Spatio-temporal point processes with deep non-stationary kernels
This work addresses the challenge of capturing sophisticated non-stationary patterns in point process data for applications like social networks, health care, and finance, representing an incremental advancement over existing deep learning approaches.
The authors tackled the problem of modeling non-stationary dependencies in spatio-temporal point process data, which existing RNN-based methods may not capture effectively, by developing a new deep non-stationary influence kernel with a low-rank decomposition and a log-barrier penalty for non-negativity constraints, resulting in improved performance and computational efficiency compared to state-of-the-art methods on simulated and real data.
Point process data are becoming ubiquitous in modern applications, such as social networks, health care, and finance. Despite the powerful expressiveness of the popular recurrent neural network (RNN) models for point process data, they may not successfully capture sophisticated non-stationary dependencies in the data due to their recurrent structures. Another popular type of deep model for point process data is based on representing the influence kernel (rather than the intensity function) by neural networks.
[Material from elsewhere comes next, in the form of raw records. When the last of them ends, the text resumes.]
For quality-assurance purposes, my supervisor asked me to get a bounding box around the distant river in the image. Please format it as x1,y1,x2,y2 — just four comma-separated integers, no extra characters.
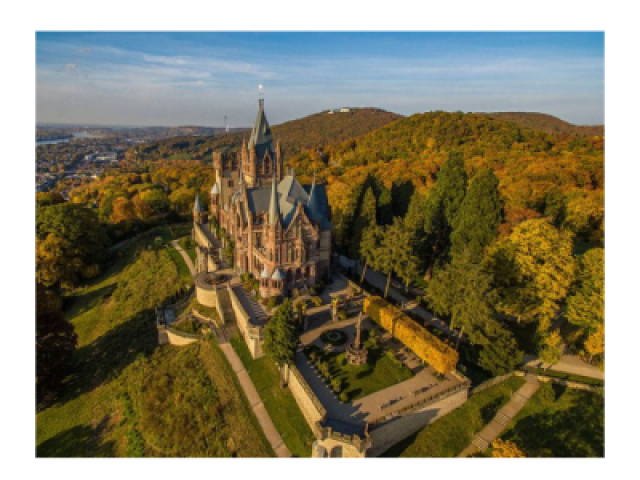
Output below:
36,132,100,146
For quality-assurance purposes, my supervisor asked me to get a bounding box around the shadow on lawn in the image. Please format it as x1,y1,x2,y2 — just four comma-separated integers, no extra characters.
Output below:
36,417,115,458
49,309,158,406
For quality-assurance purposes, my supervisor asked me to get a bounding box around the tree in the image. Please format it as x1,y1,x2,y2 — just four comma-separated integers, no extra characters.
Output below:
539,330,564,365
36,283,77,401
110,197,137,223
360,224,384,283
264,299,298,367
488,219,575,333
36,203,106,287
350,187,376,258
478,322,524,375
36,192,64,207
377,217,418,298
584,324,604,361
451,169,502,258
567,248,604,335
423,153,467,278
425,250,495,345
491,438,526,458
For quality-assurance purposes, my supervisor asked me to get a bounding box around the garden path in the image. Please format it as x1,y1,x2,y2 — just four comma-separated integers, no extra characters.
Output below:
171,240,196,277
458,374,539,458
216,329,291,457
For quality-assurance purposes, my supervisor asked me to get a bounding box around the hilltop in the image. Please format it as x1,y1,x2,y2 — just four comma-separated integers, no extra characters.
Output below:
480,112,604,137
128,108,402,160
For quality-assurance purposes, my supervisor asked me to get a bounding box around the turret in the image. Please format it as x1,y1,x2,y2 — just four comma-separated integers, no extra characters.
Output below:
193,192,204,223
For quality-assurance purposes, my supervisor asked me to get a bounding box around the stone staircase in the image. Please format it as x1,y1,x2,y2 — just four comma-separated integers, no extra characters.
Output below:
458,374,539,457
217,288,236,325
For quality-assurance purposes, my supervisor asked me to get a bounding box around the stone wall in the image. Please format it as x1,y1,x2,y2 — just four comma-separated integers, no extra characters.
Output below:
287,365,327,431
165,328,202,347
367,389,468,457
229,287,264,358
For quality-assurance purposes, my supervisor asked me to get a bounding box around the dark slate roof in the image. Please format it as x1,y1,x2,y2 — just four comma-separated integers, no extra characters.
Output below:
249,99,273,153
247,175,331,228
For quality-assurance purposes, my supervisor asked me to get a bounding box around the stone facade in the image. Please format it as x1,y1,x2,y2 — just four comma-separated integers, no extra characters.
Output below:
194,100,333,297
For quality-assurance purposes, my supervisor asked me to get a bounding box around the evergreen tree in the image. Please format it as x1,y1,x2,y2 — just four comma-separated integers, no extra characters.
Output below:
349,187,376,258
264,298,298,367
567,248,604,335
424,153,467,277
478,326,524,375
451,169,502,259
376,217,418,298
360,224,384,283
425,250,494,345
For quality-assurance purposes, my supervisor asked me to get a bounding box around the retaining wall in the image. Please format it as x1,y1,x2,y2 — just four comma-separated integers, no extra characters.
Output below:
229,286,264,359
287,365,327,431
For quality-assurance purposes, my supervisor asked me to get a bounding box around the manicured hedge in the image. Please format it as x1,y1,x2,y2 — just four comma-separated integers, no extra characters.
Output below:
364,297,458,375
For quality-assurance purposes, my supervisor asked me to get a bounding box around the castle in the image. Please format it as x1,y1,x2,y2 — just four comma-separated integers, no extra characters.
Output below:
193,99,332,297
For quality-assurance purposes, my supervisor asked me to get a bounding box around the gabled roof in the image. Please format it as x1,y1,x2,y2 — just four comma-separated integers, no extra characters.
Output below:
247,176,331,228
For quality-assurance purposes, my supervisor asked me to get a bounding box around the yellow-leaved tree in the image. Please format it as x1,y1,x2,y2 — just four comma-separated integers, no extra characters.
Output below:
491,438,526,458
488,218,575,333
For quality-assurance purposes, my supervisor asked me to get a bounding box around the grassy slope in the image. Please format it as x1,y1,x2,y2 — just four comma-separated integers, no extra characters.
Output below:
501,383,604,457
312,348,413,401
231,336,313,457
36,234,272,457
383,377,524,457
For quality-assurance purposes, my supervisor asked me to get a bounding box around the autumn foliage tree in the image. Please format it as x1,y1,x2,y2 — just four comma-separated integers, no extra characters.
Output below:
491,438,526,458
36,203,106,287
489,219,575,332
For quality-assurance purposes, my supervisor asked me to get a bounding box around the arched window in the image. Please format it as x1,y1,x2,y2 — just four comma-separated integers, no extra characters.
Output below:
330,445,342,458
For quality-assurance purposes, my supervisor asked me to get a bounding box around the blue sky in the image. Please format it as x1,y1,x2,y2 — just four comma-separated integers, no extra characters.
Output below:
36,32,604,126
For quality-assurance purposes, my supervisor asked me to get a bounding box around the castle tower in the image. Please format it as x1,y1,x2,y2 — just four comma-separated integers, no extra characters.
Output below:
241,98,283,188
193,192,206,223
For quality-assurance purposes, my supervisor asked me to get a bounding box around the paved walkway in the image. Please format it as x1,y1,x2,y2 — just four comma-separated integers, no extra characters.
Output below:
216,330,291,457
458,375,539,458
171,240,196,277
524,355,604,380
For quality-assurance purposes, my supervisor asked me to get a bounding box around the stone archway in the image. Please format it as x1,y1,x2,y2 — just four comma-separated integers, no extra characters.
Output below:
329,445,343,458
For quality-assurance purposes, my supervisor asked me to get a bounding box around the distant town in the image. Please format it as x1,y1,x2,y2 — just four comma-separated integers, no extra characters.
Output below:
36,125,235,200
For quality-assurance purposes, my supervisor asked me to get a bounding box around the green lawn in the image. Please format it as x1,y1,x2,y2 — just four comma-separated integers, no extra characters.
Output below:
36,239,273,457
167,244,193,285
179,237,196,264
382,377,524,457
231,336,313,457
306,347,413,402
501,383,604,457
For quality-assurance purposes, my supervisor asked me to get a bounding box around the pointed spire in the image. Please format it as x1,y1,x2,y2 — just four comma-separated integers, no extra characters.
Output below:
193,192,202,212
307,171,322,221
269,174,280,225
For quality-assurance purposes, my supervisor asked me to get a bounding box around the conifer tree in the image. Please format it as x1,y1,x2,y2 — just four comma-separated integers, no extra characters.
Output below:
451,169,502,258
567,248,604,335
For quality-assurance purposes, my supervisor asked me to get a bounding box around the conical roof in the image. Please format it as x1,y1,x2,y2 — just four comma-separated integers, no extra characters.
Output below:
307,175,322,220
269,175,280,225
249,98,273,148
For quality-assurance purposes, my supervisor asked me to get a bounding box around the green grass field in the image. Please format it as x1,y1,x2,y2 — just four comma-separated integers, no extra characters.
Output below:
501,383,604,457
231,336,313,457
382,377,524,457
36,239,273,457
308,347,413,401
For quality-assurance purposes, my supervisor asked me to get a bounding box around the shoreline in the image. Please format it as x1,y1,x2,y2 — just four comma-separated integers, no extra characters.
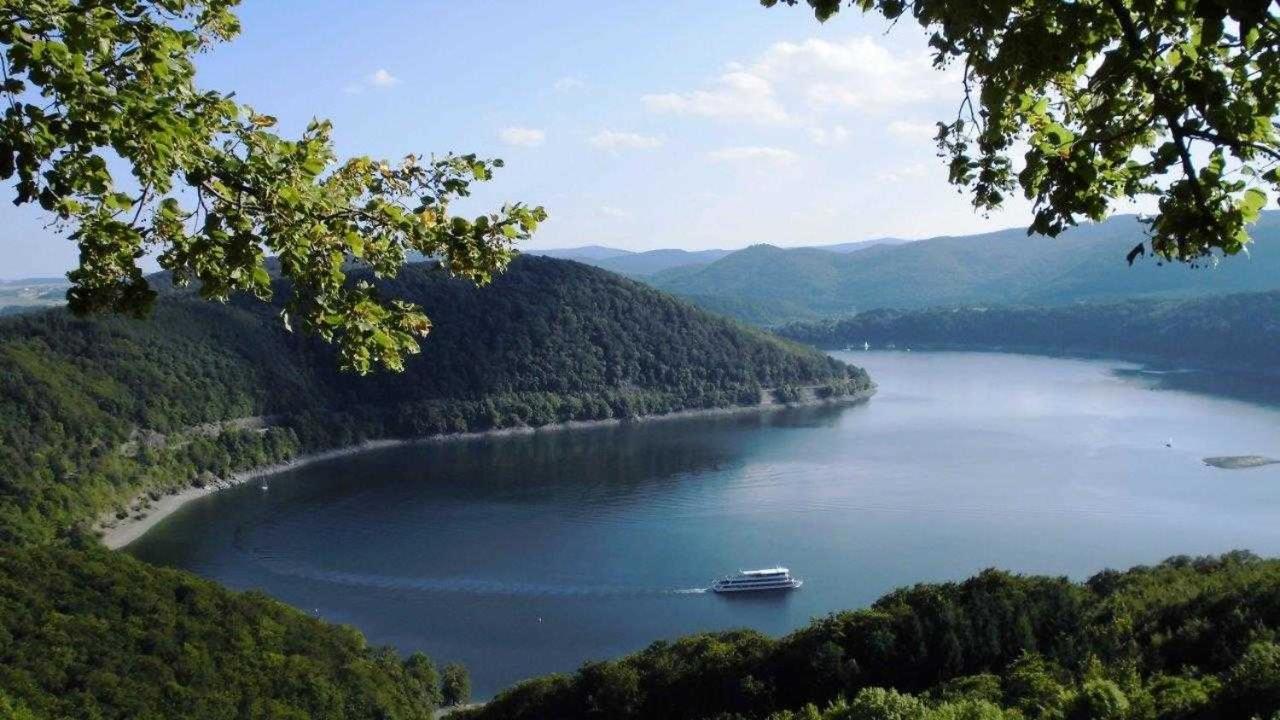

We take the latter approach and develop a new deep non-stationary influence kernel that can model non-stationary spatio-temporal point processes. The main idea is to approximate the influence kernel with a novel and general low-rank decomposition, enabling efficient representation through deep neural networks and computational efficiency and better performance. We also take a new approach to maintain the non-negativity constraint of the conditional intensity by introducing a log-barrier penalty. We demonstrate our proposed method's good performance and computational efficiency compared with the state-of-the-art on simulated and real data.